Overview

The Cancer Epidemiology, Prevention and Control (CEPC) Program aims to acquire new information regarding cancer risk and to evaluate the effectiveness of new cancer control methods. Both aims stress the careful and systematic development of new techniques, whether for measuring environmental exposures, determining personal cancer susceptibility, or detecting early cancer. The CEPC Program includes two interacting groups of investigators, representing two major areas of focus. The Epidemiology Group studies human cancer etiology in terms of defined environmental exposures and genetically determined personal susceptibilities. The Epidemiology Group includes investigators with particular interests related to those physiologic factors and associated measures that mediate risk for the common reproductive and hormone-related malignancies, i.e., ovary, breast, and prostate cancer.

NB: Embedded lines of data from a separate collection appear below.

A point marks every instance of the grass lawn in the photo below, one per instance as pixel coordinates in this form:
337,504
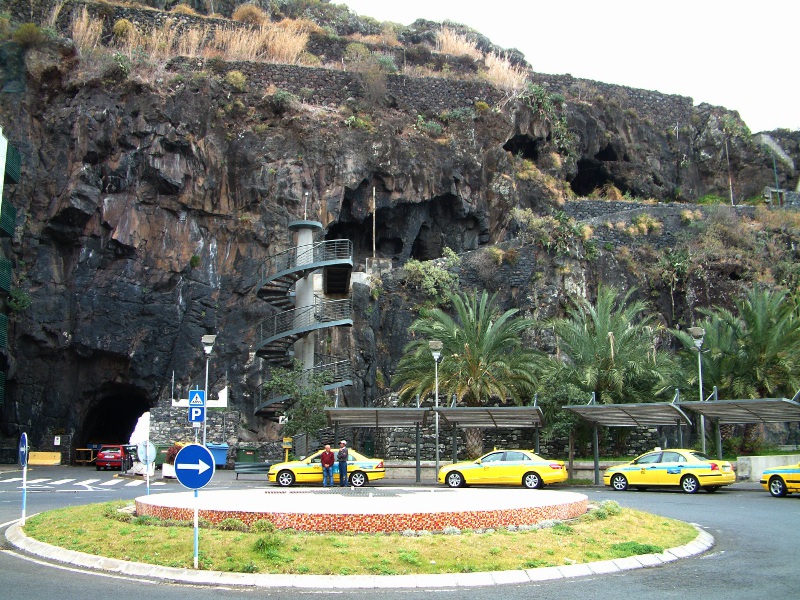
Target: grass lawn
606,532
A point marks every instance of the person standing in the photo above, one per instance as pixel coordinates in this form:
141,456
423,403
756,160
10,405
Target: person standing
327,459
342,456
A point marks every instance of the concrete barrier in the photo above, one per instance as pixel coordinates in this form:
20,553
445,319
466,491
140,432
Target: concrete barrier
749,468
44,458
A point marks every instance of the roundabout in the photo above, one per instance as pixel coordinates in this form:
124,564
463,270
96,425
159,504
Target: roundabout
371,510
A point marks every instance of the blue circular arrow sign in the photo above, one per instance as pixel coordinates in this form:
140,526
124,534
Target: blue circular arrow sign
194,466
23,449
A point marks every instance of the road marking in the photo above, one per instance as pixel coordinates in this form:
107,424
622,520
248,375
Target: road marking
87,482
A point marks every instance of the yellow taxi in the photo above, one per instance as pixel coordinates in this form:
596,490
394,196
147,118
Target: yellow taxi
511,467
780,481
360,470
688,469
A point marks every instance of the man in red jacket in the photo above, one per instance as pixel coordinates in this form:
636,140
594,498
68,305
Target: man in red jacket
327,459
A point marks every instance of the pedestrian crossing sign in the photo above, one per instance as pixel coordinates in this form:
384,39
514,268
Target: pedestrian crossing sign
197,398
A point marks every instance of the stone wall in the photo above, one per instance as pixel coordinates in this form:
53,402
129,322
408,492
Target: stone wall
332,87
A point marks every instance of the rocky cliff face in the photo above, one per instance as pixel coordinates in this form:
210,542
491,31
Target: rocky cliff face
149,203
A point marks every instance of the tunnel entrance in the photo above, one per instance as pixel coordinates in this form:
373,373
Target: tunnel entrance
112,416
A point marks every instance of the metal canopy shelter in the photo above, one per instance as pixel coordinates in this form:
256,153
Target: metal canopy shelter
632,415
757,410
518,417
381,417
377,417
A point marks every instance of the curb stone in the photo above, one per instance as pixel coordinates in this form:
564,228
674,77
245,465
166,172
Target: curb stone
17,538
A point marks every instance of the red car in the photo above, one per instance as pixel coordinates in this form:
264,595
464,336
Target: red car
113,456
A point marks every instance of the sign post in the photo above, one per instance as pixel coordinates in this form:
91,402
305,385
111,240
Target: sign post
23,460
147,454
194,468
197,410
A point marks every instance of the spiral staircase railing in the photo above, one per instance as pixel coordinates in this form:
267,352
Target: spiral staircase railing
278,333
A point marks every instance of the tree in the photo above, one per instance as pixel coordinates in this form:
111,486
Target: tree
483,356
753,352
610,348
305,392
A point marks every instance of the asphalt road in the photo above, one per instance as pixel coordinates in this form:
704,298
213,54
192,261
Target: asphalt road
756,553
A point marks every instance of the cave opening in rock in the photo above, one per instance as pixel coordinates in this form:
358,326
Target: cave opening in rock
525,146
112,416
592,175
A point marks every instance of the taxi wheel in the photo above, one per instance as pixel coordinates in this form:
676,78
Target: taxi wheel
285,478
619,482
777,488
532,481
358,479
690,484
455,479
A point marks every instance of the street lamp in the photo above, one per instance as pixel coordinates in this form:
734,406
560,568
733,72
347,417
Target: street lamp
436,351
208,346
698,333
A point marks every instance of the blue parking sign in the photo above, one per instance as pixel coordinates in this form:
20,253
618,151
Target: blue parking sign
194,466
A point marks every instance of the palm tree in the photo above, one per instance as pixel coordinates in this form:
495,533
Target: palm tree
483,357
611,348
753,352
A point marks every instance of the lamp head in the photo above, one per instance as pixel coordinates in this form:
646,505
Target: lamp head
436,349
208,343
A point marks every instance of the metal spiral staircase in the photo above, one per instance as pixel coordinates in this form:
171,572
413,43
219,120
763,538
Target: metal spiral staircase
285,283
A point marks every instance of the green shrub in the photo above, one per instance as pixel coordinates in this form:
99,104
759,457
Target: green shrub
279,102
18,300
232,524
237,80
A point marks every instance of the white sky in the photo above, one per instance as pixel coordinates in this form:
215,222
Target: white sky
735,53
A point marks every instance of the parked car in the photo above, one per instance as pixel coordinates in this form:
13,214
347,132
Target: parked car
780,481
688,469
114,456
360,470
511,467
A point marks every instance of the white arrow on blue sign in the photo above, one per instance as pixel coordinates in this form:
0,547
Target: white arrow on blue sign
194,466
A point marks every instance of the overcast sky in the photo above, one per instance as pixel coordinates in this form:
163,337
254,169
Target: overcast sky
736,54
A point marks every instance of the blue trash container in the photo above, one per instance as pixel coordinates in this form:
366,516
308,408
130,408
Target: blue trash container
219,452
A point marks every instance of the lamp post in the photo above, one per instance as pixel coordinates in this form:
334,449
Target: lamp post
208,346
436,351
698,333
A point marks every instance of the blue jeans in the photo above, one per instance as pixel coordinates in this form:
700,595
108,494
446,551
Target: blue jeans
327,476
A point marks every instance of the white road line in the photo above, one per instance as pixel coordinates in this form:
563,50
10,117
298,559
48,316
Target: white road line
87,482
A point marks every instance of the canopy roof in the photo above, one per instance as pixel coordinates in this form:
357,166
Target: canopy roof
632,415
378,417
489,416
493,416
757,410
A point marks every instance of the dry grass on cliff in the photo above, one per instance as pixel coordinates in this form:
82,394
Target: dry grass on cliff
449,41
267,43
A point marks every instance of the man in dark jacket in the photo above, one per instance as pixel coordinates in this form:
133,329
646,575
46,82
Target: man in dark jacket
341,456
327,459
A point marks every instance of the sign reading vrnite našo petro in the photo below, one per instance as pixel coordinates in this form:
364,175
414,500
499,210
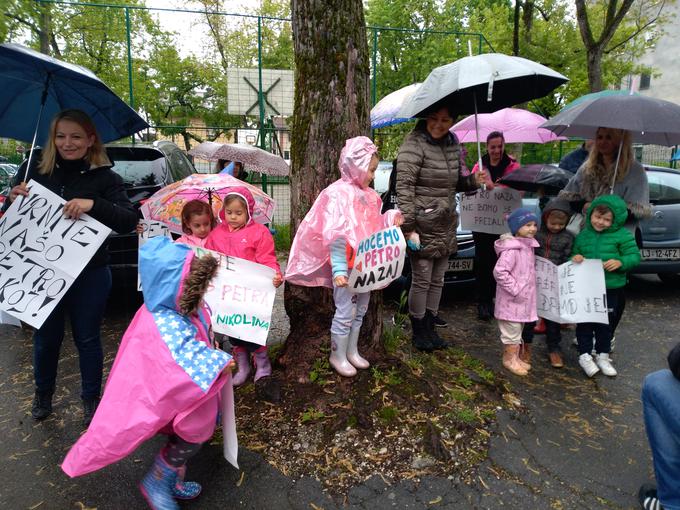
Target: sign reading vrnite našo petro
42,253
240,298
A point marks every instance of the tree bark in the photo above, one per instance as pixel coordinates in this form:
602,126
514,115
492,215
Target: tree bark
331,105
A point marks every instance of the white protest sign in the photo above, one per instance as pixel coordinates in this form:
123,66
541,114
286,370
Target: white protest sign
240,298
150,229
379,259
486,210
571,292
42,253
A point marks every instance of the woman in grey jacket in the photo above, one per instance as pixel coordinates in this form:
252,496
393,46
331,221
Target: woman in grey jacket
429,173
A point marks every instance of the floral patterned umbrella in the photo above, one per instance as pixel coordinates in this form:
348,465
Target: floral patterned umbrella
166,204
253,158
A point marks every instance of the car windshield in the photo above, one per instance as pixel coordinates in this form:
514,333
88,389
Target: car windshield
139,166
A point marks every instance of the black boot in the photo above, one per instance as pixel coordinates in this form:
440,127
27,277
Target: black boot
89,408
436,341
42,404
420,339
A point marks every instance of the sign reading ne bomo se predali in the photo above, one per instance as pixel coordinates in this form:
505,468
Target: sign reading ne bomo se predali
486,210
379,259
240,298
42,253
571,293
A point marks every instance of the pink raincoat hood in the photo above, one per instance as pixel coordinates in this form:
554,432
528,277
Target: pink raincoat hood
243,193
346,209
355,157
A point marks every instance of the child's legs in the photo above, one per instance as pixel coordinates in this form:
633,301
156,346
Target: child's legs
553,335
528,332
584,335
345,310
511,332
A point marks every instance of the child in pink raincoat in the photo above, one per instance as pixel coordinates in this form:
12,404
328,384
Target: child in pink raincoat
343,214
238,235
515,275
166,377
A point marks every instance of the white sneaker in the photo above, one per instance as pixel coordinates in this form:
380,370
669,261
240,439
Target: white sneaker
588,365
604,363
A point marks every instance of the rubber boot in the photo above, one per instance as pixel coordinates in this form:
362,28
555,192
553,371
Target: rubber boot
420,339
511,359
436,341
42,404
525,356
353,355
338,357
263,367
185,490
243,363
157,486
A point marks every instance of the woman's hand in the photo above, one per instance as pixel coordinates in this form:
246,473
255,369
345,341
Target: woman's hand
75,208
611,265
17,190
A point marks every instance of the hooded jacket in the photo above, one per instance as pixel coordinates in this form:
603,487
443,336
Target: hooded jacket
166,375
554,247
429,173
515,275
346,210
616,242
253,242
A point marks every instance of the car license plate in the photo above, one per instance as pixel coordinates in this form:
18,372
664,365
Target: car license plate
656,254
460,265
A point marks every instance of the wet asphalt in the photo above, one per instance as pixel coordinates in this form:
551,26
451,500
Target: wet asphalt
573,443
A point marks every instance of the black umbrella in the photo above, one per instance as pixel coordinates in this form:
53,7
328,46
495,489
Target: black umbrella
550,178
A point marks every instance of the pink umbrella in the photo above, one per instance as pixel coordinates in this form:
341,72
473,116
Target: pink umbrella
166,204
517,126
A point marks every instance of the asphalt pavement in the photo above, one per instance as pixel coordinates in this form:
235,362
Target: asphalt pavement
573,443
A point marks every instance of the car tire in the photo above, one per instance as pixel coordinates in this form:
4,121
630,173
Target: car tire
670,278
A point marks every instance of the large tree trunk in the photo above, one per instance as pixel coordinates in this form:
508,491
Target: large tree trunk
331,105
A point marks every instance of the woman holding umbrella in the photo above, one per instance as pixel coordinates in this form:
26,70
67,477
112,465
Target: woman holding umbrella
75,166
611,168
429,175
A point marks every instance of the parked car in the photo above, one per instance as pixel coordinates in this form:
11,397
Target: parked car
145,168
661,234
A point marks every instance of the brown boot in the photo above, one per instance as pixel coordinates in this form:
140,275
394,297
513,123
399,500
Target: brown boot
511,359
525,356
556,359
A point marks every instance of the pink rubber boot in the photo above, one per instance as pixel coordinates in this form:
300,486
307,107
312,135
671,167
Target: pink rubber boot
243,363
263,368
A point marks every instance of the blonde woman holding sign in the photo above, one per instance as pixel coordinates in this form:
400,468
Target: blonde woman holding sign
74,165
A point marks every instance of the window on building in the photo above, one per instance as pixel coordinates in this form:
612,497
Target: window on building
645,80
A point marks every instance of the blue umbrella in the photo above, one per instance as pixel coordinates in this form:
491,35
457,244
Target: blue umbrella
35,87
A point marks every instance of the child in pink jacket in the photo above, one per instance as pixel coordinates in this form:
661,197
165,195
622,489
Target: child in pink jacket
515,275
238,235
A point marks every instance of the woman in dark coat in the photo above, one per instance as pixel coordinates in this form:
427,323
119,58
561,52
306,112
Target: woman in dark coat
74,165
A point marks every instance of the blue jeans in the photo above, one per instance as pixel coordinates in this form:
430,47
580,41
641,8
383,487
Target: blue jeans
84,303
661,406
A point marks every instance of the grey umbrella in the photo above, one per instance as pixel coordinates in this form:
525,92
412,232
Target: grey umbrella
649,120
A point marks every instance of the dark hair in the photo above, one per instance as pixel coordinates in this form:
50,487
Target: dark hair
601,209
495,134
195,208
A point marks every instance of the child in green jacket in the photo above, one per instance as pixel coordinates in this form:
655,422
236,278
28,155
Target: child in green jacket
604,237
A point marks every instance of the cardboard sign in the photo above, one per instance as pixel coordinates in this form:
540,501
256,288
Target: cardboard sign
150,229
379,260
240,298
486,210
571,292
42,253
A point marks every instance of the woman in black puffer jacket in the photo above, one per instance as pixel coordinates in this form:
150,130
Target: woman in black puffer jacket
429,175
74,165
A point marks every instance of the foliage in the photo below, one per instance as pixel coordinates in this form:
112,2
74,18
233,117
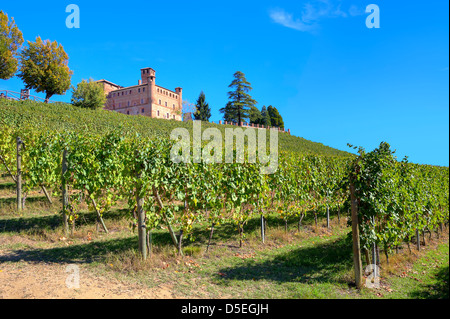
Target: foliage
11,39
203,111
237,109
275,118
44,67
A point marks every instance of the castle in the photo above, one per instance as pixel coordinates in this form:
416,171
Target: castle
146,98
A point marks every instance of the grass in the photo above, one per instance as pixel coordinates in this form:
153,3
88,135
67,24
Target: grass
62,116
313,263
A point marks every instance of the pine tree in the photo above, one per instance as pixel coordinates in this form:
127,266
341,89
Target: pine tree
265,117
237,109
203,111
255,115
275,117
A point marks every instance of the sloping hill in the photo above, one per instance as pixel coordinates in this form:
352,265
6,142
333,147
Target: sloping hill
62,116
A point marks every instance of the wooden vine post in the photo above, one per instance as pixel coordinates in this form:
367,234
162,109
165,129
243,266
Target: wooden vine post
356,244
19,175
142,231
65,195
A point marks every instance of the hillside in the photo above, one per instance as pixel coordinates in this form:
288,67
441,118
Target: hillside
62,116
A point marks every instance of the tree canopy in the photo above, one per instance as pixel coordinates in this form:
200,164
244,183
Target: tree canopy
203,111
11,39
44,68
240,101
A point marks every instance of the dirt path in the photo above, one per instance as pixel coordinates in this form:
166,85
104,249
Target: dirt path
40,280
48,281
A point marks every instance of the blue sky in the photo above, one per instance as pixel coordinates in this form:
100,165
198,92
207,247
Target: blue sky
334,80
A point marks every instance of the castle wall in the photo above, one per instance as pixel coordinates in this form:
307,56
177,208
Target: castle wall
145,99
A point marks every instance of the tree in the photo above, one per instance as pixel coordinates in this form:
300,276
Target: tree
265,117
89,95
203,111
229,113
237,109
11,39
187,110
44,68
275,117
255,115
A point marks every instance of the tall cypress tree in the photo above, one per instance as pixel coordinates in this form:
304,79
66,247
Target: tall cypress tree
203,111
237,109
265,117
275,117
255,115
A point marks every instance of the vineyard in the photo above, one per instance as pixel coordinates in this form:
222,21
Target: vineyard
99,159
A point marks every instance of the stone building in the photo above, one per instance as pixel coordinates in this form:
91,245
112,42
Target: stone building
146,98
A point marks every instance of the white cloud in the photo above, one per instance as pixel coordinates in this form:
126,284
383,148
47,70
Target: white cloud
355,11
285,19
313,12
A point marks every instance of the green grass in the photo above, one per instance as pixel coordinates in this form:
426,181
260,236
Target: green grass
310,264
62,116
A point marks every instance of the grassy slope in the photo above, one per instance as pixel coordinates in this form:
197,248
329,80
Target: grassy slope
65,116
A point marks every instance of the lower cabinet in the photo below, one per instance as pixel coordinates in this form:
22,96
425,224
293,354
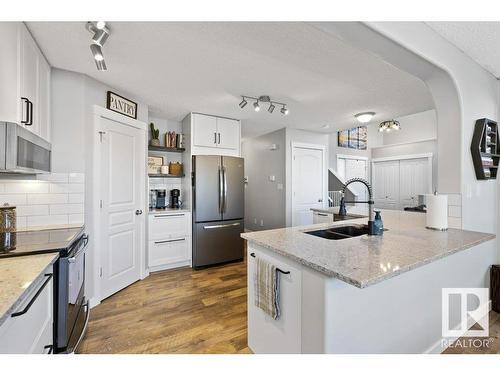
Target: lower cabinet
266,335
169,241
29,330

The Prevention and Control Group evaluates and validates cancer intervention strategies. The Prevention and Control Group includes investigators with particular interests related to early colorectal and lung cancer detection, by means of screening flexible sigmoidoscopy and low-radiation-dose helical chest computed tomography, respectively.

The CEPC Program combines special expertise in (1) epidemiologic methods for evaluating new laboratory-based cancer biomarkers and for studying risk factor-disease associations in naturally occurring human populations and (2) community-directed methods for implementing and evaluating novel cancer prevention interventions in specially constituted research population. The Program organizes cancer epidemiologists, cancer control clinicians, behavioral scientists, and laboratory scientists, who together have access to unique population groups, intervention methodologies, or laboratory measures. Program membership includes representatives from departments of epidemiology, medicine, environmental and occupational health, human genetics, and behavioral and community health.